Cars began charging up the mountain, one after the next. The most anticipated were the newest vehicles, two Ford Fiesta’s driven by Marcus Gronholm (codriver Timo Alanne) and Andrea Eriksson (codriver Per Ola Svensson) as well as the RS 200 driven by Mark Rennison. Of course, Monster Tajima was right up there as well with a purpose built vehicle that has been coming to the event for years, but the facination was with the new drivers and vehicles…

Eriksson came charging past then suddenly there was a red flag. word came across the radio that his fiesta was on it’s roof!

Mark Rennison had issue the day prior and was taking his practice runs in a rental car as well, so Monstar and Gronholm were showing us how fast the mountain could be driven.

Among the other drivers were Rhys Millen and the Kerns. Rhys is a top drifter and he simply makes things look perfect when he drives by. His car is always sideways and he is one of the most exciting drivers to watch.  The Kerns put their stamp on the race last year with an impressive time that shattered the record in their class by nearly a minute!  This year they were back with 200 more horse power under the hood and a lot more technology in the car.

The driving was incredible, faster and faster during each practice run. You could see the line being etched into the road and the drivers beginning to find their pace as they practiced the course. As the excitement rose the time progressed and 9am came around.  Practice was over. We were back to our hotel about 10 hours after we woke up and it was only noon!

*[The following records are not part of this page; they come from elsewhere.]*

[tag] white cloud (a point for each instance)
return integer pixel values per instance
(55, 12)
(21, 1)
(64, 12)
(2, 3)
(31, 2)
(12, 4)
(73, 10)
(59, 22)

Friday started the same way, 2:30 rolled around and we were getting up. Packing for the day and getting ready to head up to the mountain again. This time we were headed to the lower section. We arrived at our destination, Eleven Mile, and immediately saw something we hadn’t seen before, Cars. There were nearly as many vehicles on Friday, practice day, as there normally is during the race. It was clear that the new drivers were bringing more fans!

The sun began to rise and the fans emerged from their vehicles. The day was perfect, not a cloud in the sky and just a faint breeze. The first engine began up the hill and we all waited in anticipation. The motors are often so loud that you would swear that they were coming around the corner you are looking at even when the vehicle is still a mile away!  Soon the first car blasted around the corner and threw a huge plume of dust into the sunlight. The car dissapeared as fast as it arrived, the entire time we saw the car it was completely sideways at full speed. This is why we come here!

The anticipaction of the race began, speculation of who could take down the 10 minute barrier… Then speculation on what the weather would do and whether or not Eriksson and Mark Rennison would get their cars back together. Then of course the topic of the event came up.

Pikes peak is the only event that I know of that every driver comes back, not because of the event, but because of the mountain. The draw of that mountain is strong enough that every driver that I have spoken to repeatedly says “I don’t think I want to do this anymore” but every year they are back.  I am sure you are wondering why they wouldn’t want to do this anymore. The reason is simple. The race is run very poorly. The marketing, organization and, well basically everything all seem as though they undergo no planning and are simply put into place by hasty descisions and big egos. This year no timing was displayed to help boost interest in the race. Never has there been marketing in Denver…which is 70 miles away from the event. Restrictions are put on the Media at such a high level that they don’t want to show up to the race for any reason other than its history.

But even though competitors feel as though they were duped, media feels unwanted and spectators have to make a large effort to spectate (this is just the nature of the race however, not a reflection on the organization) the event is successful.  I can’t wait till tomorrow to head up to Devils Playground and watch fans and vehicles roar as the clock ticks.  I hope to see the record fall, but a small part of me wants to see the mountain hold back that 10 minute barrier once again! All this will have to wait, because tomorrow is race day and tomorrow the mountain will decide.